Estos días andamos frenéticos en
casa, mañana por fin se celebra la boda de mi hermana María, así que andamos de
aquí para allá con todos los preparativos, y un montón de prisas. Son unos días
bastante alocados, así que no doy abasto y encuentro poco tiempo para escribir
sobre esas cosas que me preocupan, pero he aquí, que ayer sucedió algo terrible
en la costa italiana, frente a la isla de Lampedusa. Una vez más el mar se ha
cobrado la vida de cientos de personas, que salieron de África en una precaria
embarcación buscando una vida mejor en esta Europa decadente.
Estas personas tenían sueños como
todos nosotros, soñaban con tener un trabajo que les rentase algo más que un
dólar al mes para dar de comer a sus familias.
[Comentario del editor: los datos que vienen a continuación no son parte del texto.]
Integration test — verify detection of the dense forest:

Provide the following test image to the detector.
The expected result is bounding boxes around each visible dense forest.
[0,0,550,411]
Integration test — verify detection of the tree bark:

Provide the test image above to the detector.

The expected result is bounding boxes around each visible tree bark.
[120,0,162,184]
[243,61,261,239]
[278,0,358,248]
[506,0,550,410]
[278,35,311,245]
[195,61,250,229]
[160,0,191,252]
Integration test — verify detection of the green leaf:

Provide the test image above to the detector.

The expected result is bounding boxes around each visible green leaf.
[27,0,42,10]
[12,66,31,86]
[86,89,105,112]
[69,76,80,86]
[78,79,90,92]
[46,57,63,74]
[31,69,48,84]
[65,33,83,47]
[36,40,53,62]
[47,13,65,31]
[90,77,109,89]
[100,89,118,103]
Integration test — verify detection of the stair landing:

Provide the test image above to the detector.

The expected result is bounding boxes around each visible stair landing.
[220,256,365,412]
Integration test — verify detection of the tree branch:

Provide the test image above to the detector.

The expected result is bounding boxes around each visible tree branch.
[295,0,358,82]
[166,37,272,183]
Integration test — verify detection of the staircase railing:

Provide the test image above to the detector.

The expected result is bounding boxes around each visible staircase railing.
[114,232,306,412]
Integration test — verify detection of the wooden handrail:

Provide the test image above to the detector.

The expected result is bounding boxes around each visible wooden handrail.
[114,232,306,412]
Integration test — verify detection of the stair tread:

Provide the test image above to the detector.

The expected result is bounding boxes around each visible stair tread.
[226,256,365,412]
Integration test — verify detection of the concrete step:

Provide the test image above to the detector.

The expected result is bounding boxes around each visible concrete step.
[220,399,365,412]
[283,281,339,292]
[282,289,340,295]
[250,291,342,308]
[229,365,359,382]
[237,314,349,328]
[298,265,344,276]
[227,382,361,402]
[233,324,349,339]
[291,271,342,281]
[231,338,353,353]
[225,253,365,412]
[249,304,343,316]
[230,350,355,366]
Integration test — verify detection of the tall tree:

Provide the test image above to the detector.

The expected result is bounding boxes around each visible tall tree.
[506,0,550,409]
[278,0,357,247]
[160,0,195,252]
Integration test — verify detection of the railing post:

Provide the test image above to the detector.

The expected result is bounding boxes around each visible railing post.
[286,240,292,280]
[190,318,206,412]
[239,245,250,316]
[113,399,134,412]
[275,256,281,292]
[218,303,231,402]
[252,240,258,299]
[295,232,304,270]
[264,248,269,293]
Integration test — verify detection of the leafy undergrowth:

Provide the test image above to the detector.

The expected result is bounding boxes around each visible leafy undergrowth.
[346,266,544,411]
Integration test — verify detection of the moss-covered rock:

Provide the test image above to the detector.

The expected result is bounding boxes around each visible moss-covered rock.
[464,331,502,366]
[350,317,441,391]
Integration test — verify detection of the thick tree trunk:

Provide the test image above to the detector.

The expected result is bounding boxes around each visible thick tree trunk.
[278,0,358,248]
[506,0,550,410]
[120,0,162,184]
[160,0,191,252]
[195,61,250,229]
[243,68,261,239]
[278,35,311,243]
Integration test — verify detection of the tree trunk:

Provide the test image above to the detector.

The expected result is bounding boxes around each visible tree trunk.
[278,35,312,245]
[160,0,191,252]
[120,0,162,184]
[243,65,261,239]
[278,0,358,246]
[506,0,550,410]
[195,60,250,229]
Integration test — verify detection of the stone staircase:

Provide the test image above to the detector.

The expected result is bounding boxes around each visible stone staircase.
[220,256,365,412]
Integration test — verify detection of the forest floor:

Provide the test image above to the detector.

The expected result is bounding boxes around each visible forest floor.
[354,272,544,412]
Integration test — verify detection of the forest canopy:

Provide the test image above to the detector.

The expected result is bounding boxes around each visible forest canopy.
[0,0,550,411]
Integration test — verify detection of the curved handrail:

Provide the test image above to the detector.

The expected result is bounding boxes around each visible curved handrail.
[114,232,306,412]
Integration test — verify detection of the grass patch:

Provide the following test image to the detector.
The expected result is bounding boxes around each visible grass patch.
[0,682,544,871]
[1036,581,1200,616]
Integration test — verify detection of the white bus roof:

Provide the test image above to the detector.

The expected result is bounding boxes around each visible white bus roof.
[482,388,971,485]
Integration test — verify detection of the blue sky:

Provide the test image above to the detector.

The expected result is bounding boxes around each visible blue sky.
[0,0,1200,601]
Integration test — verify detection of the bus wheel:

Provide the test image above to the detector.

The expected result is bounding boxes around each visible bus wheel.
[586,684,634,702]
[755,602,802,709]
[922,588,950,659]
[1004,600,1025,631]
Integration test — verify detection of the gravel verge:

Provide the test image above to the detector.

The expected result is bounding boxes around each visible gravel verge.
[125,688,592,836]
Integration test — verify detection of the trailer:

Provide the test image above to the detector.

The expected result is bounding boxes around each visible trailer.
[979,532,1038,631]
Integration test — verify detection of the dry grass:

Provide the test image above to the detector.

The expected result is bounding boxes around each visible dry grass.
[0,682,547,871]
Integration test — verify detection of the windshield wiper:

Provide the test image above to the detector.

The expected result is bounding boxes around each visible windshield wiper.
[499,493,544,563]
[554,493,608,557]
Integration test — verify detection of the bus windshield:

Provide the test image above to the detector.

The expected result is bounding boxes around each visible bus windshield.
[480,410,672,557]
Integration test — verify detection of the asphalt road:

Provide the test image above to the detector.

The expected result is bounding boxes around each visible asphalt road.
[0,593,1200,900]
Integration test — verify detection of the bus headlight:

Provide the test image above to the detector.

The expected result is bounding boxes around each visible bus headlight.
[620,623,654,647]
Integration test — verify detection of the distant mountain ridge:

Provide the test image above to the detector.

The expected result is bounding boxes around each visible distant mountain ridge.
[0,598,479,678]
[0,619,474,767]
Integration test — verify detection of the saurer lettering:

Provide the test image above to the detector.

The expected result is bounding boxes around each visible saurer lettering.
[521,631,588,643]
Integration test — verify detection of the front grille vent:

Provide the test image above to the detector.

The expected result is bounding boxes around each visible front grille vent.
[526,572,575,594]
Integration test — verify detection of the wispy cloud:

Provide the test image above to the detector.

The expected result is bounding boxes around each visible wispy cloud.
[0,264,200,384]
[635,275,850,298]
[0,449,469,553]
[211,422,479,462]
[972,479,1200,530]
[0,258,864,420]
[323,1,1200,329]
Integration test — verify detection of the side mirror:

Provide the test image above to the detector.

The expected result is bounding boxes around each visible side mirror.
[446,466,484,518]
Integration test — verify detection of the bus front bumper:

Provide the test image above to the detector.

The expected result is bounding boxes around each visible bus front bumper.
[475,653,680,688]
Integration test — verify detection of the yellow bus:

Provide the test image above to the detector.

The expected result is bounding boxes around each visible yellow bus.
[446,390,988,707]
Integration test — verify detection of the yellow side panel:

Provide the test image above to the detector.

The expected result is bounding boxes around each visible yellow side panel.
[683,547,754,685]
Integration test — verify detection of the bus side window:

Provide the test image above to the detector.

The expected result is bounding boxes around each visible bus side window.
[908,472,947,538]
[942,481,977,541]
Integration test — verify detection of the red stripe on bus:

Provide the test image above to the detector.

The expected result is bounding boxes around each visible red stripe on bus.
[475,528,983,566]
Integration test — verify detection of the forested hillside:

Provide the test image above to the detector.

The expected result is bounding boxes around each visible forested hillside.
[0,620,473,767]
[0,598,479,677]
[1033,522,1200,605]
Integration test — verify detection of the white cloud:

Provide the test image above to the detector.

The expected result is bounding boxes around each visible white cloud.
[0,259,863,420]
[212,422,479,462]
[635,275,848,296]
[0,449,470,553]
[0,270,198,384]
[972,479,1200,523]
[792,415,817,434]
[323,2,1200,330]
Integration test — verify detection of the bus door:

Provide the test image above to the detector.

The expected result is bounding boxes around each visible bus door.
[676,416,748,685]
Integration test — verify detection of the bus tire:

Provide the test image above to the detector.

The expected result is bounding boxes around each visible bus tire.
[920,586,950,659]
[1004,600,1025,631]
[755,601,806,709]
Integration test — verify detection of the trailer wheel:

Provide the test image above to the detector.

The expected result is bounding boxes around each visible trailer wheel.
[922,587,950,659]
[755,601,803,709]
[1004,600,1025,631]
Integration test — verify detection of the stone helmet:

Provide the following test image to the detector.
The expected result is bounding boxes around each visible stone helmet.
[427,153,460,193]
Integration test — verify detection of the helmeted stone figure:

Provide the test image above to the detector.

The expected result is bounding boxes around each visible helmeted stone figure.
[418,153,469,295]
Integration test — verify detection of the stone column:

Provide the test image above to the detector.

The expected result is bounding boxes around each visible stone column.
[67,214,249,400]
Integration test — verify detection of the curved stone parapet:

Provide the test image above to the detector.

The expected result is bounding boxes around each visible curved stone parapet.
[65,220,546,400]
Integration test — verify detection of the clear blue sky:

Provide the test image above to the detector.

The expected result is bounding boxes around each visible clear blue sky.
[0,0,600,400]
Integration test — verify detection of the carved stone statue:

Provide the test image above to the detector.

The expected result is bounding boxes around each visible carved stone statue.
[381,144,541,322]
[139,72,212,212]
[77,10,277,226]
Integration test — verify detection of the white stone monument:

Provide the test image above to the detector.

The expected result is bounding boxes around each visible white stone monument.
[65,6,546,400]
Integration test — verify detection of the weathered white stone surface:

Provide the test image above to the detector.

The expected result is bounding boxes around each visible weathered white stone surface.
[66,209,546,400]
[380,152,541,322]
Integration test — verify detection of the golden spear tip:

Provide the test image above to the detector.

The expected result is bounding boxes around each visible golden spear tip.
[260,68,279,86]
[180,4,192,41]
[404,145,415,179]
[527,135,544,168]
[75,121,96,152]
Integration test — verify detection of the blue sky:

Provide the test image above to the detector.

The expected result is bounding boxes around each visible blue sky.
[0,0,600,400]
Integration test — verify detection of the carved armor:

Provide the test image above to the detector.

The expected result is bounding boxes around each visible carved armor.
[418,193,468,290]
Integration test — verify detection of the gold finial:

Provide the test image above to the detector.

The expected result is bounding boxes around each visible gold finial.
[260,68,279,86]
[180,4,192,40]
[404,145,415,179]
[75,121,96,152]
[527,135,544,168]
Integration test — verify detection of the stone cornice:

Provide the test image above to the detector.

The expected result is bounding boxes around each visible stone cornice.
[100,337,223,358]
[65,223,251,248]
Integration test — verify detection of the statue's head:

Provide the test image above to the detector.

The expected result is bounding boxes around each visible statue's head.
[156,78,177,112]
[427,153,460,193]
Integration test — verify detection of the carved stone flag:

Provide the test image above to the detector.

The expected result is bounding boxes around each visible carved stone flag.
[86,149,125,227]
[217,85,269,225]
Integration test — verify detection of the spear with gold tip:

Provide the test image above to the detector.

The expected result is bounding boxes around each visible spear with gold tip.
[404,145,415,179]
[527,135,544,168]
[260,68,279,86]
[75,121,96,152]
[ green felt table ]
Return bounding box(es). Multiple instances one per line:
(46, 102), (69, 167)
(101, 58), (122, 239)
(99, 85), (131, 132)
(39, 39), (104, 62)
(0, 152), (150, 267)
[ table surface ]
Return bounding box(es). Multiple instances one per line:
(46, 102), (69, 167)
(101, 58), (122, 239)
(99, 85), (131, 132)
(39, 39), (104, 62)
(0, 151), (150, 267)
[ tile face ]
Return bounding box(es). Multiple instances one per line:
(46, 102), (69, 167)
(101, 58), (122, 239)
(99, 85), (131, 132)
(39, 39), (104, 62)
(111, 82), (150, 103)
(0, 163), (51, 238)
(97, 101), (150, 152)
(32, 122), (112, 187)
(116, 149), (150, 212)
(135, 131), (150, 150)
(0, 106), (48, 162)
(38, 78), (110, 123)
Soñaban con tener casa propia, y
una vida mejor. Nadie les habló de crisis económica en Europa, ni de las
terribles cifras de paro que tenemos en España o en Italia. Tampoco les
hablaron de rescate a la banca, ni de austeridad económica. No, tan solo les
hablaron de una vida mejor, de un lugar en el que los sueños se podían hacer
realidad, de un lugar lleno de oportunidades y de comodidades, que tal vez
ellos ni siquiera sabían que existían. Tal vez pagaron un precio exorbitado por
un billete hacia el paraíso, que finalmente terminó siendo un billete hacia la
muerte. Y así sus sueños quedaron para siempre enterrados entre las olas y la
espuma del mar.
Mientras nosotros nos lamentamos
por la recesión económica, que no nos permite comprarnos el último grito en
moda, o que no nos deja presumir de coche de alta gama, otras personas tan solo
sueñan con una vida digna. Vivimos en un mundo muy globalizado, en el que los
pobres no tienen nada, casi ni derecho a existir, y los ricos son muy ricos. El
reparto de la riqueza se hace de manera tan desigual que a mi me da vergüenza
quejarme, ¡si tengo todo lo necesario para vivir!, ¡qué más quiero!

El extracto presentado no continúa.